アルベルトが部屋に入ってくる。彼も宴を早めに切り上げたらしい。
「エリザベスは?」
「もう寝ました」
「そうか」
アルベルトはアリシアの後ろに立ち、そっと彼女の肩に手を置く。二人はしばらく、窓の外の夕焼けを見つめていた。
「今日、クラウドが変なことを言ってたな」
アルベルトが突然、口を開く。
「あの弟め、お前のことを詮索していたようだ」
「ええ、少し……」
「気にするな。あいつは昔から、人の秘密を嗅ぎ回るのが好きなんだ」
アルベルトはアリシアの肩をそっと抱く。
「たとえお前に秘密があったとしても、構わない。今のお前が、本当のお前なのだから」
「アル……」
「私は、今ここにいるお前を愛している。それだけで十分だ」
アリシアの目に、涙が浮かぶ。彼は振り返り、彼女の涙をそっと拭った。
「泣くんじゃない。お前が泣くと、私まで胸が苦しくなる」
「ごめん……嬉しくて」
「馬鹿者」
二人は抱き合ったまま、夕日が完全に沈むのを見届ける。部屋には、ランプの柔らかな灯りがともる。

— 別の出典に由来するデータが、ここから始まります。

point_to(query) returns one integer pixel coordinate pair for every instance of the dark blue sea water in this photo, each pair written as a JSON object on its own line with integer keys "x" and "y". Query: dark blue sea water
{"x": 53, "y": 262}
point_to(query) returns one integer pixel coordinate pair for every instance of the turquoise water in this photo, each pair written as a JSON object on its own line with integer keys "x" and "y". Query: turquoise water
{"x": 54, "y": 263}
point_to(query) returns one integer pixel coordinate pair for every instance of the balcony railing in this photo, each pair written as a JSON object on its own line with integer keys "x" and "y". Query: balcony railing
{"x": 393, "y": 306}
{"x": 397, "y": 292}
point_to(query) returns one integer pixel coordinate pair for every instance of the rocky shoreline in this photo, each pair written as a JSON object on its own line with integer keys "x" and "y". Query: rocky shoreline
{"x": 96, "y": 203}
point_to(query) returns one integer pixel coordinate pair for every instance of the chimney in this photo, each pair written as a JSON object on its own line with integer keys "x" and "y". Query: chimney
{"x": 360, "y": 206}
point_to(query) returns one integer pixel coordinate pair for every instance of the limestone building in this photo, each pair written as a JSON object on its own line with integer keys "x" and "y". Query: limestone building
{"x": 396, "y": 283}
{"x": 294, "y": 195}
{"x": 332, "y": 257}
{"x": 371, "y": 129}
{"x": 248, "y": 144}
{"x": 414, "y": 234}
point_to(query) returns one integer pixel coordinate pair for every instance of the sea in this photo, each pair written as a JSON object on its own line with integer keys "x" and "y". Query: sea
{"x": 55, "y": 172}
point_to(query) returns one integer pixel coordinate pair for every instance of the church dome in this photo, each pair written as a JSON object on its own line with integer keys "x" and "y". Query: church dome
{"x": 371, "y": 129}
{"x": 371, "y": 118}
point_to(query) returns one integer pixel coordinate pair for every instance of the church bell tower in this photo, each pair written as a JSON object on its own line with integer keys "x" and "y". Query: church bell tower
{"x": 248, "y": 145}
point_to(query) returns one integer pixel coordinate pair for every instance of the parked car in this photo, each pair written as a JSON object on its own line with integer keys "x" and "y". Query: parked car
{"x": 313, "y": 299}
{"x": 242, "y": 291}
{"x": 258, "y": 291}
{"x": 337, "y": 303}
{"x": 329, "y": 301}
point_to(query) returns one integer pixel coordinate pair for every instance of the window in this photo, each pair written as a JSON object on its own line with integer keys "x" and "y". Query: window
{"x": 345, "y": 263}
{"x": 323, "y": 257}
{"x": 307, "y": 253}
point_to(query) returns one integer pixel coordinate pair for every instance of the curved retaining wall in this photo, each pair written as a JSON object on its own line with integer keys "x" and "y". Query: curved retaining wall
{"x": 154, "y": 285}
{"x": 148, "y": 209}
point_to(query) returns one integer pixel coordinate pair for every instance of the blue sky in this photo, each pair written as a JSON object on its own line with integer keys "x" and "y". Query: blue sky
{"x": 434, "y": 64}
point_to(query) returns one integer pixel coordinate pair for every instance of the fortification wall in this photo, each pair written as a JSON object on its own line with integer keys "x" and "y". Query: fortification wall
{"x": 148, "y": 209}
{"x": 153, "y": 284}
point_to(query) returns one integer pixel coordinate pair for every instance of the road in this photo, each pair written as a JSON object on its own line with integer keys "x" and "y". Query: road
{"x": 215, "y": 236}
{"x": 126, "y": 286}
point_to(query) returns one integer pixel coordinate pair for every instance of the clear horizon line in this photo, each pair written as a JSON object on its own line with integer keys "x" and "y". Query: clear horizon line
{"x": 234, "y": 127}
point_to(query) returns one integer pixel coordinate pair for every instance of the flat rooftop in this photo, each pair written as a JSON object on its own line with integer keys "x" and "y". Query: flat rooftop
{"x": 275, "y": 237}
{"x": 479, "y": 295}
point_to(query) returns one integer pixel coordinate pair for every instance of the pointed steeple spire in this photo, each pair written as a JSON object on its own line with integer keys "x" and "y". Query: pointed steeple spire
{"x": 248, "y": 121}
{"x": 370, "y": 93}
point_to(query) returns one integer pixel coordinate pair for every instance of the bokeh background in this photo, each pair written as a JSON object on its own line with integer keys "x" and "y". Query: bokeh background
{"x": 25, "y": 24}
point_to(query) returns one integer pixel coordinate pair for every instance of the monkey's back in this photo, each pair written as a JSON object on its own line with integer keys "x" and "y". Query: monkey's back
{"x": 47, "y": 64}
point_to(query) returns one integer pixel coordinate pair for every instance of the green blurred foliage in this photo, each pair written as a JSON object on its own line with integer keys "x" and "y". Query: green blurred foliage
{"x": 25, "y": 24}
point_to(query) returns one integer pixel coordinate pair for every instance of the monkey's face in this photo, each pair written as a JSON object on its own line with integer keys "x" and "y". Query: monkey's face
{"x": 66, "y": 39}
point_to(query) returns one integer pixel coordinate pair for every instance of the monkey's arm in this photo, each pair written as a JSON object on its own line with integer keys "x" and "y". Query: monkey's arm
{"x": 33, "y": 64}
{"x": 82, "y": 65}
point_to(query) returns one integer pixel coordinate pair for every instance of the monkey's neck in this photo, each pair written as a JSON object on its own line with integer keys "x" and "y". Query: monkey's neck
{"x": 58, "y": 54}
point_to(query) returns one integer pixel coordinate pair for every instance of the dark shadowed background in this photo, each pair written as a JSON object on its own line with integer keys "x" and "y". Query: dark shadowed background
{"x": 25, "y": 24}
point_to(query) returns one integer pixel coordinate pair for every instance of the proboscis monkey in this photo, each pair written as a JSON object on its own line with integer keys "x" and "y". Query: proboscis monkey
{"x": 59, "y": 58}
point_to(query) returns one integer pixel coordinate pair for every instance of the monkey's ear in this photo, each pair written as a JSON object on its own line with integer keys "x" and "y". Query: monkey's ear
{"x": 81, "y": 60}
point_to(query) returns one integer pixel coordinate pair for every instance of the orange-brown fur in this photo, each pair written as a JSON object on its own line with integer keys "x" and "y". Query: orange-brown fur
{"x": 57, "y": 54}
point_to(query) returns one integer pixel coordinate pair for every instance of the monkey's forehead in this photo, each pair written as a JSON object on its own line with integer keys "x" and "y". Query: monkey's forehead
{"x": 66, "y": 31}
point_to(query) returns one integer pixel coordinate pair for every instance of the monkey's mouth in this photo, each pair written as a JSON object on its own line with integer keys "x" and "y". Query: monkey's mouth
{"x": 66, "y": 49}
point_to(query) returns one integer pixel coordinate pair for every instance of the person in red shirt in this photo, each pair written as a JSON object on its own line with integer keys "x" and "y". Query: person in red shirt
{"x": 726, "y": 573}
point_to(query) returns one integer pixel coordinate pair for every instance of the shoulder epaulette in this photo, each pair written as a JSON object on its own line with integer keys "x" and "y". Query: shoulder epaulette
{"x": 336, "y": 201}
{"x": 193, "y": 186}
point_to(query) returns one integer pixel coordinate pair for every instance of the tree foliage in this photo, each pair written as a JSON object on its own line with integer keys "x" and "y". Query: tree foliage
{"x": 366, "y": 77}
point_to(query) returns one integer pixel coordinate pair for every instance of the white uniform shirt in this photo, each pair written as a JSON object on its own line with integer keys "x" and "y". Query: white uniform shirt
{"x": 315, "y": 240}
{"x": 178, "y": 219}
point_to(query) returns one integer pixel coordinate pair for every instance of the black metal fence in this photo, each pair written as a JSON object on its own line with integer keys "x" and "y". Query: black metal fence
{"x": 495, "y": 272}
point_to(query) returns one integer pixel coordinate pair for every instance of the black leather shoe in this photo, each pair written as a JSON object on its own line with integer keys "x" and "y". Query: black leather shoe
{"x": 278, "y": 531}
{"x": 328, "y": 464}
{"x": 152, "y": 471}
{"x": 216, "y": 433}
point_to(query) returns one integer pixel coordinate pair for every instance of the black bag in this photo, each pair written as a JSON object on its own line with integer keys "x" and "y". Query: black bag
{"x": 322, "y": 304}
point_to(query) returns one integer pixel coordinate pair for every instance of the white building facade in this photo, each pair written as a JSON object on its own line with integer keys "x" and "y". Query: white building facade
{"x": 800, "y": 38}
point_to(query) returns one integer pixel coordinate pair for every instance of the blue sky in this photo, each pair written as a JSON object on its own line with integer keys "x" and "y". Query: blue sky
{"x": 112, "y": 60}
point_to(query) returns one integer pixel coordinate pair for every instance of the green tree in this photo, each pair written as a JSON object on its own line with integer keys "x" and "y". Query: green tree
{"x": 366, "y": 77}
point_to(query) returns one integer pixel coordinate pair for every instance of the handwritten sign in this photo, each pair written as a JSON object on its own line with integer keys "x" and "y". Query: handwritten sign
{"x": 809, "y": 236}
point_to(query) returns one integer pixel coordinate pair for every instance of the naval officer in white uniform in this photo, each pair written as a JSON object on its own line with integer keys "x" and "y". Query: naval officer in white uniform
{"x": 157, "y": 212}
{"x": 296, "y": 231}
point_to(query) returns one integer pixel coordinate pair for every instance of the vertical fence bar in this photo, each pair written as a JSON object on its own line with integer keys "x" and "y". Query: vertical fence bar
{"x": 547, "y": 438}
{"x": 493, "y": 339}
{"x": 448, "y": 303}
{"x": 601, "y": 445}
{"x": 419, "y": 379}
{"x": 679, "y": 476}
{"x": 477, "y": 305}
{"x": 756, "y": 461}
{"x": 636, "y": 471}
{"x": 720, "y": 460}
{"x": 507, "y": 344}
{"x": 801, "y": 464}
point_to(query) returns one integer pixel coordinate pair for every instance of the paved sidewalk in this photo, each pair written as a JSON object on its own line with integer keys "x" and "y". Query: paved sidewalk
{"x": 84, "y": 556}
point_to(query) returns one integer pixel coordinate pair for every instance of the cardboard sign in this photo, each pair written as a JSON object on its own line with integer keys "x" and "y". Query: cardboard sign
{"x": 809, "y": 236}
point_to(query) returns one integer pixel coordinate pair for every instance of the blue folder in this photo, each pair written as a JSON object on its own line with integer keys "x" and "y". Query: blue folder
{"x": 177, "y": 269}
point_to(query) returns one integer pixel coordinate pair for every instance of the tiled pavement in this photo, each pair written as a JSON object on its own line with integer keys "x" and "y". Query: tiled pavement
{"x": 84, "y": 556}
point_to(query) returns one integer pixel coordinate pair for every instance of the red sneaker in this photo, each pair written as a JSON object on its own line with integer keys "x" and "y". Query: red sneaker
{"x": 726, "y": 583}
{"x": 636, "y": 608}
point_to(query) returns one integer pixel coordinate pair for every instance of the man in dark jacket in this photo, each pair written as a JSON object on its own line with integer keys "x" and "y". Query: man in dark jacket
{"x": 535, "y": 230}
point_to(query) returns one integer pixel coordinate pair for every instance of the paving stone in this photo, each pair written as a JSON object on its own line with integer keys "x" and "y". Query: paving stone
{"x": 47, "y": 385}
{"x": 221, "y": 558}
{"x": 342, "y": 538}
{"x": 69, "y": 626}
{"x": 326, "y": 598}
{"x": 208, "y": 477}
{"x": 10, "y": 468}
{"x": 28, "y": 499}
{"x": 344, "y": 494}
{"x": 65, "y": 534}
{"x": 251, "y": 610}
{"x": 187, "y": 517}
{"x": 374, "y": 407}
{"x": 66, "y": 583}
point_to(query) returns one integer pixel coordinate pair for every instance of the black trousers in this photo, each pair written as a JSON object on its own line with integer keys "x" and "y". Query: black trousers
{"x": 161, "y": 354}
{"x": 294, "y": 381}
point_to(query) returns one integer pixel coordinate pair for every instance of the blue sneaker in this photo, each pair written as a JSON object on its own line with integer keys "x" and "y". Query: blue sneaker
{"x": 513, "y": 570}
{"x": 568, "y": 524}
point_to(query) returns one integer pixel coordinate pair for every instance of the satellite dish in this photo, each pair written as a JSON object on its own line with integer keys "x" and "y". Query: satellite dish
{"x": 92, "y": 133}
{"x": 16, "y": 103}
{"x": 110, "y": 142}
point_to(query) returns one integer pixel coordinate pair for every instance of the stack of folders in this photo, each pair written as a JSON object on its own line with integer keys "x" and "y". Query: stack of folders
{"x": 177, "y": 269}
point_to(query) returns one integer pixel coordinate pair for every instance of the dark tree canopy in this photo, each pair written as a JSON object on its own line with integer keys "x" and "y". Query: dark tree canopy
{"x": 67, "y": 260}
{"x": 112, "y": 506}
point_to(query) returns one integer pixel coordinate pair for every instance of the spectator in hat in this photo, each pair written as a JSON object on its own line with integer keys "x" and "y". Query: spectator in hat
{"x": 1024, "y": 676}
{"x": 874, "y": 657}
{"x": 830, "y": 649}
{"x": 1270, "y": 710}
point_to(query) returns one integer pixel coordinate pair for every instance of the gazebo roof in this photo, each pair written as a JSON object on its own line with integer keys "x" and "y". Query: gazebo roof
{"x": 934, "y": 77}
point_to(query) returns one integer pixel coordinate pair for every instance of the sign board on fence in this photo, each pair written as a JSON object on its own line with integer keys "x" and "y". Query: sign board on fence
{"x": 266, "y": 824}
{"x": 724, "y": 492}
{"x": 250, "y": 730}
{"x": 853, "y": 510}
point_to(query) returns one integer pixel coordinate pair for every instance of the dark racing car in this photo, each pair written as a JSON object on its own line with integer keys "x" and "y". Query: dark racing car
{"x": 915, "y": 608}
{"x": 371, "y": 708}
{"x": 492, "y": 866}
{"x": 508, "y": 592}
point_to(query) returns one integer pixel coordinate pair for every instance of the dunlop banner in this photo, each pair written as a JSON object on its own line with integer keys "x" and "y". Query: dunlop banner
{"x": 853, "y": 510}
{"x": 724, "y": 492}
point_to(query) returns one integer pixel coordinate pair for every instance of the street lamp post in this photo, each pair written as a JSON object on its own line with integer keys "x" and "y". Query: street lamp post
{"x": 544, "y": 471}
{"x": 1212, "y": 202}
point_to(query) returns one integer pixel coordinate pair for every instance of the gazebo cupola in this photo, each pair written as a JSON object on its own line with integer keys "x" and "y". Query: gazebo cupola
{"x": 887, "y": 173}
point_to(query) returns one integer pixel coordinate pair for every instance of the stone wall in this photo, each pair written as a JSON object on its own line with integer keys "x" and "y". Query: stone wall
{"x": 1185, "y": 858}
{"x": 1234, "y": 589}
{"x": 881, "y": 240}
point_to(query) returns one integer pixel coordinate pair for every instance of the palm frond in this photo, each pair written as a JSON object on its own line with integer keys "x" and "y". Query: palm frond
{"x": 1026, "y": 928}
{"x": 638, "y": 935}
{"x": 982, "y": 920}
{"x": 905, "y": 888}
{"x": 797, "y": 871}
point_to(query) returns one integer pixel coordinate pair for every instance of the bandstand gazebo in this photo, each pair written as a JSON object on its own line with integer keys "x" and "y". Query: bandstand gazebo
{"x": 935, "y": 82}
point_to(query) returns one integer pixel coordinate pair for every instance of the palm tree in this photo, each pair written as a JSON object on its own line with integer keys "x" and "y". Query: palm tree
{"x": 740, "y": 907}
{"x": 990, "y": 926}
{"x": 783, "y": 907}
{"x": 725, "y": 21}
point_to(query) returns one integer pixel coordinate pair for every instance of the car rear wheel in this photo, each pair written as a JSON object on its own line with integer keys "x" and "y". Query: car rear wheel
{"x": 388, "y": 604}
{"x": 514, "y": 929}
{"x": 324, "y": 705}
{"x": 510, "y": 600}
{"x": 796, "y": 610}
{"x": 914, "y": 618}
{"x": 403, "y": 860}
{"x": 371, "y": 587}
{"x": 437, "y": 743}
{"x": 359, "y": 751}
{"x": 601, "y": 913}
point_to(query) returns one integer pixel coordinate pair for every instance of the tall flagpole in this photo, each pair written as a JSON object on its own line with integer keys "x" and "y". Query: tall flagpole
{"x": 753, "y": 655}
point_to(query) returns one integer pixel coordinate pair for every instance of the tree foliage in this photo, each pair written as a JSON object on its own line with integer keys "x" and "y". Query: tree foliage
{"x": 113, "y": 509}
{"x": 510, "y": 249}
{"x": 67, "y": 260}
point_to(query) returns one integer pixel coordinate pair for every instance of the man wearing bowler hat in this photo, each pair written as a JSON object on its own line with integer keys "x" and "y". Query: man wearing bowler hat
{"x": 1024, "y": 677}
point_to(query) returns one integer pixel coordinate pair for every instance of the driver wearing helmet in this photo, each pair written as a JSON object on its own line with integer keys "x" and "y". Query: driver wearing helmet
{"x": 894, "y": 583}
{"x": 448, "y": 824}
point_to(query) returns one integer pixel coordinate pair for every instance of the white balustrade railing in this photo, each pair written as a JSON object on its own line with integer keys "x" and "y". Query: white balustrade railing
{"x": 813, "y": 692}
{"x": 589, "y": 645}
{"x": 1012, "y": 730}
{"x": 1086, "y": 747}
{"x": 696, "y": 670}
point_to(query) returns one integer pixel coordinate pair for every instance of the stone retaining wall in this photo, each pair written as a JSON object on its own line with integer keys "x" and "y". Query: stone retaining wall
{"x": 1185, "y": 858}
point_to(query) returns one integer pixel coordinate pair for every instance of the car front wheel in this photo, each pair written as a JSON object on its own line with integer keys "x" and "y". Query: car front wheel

アリシアの視界の隅に、ベルのインターフェースがふと表示される。
いつもの青い画面ではなく、温かなオレンジ色に染まった画面。そこには、文字もデータもない。
ただ一つの、大きくて柔らかなハートのマーク。
❤
そして、小さな文字で。
【観測継続中… 幸福度:最大値突破… 記録保存…】
【この瞬間を、永遠に】
マークはゆっくりと消えていく。アリシアは微笑んだ。
彼女はアルベルトの腕の中に、より深く寄り添う。
エリザベスが、揺りかごの中で小さな寝息を立てる。
外では、星が一つ、また一つと輝き始める。
長い一日の終わり。でも、明日もまた、新しい一日が始まる。
リストは続く。幸せのリストが。
アリシアは目を閉じ、アルベルトの鼓動に耳を澄ませた。
これが、彼女の選んだ人生だ。
リストと共に、愛と共に。
そして、たくさんの「これから」と共に。
静かな夜が、三人を優しく包み込む。
すべては、まだ始まったばかりだ。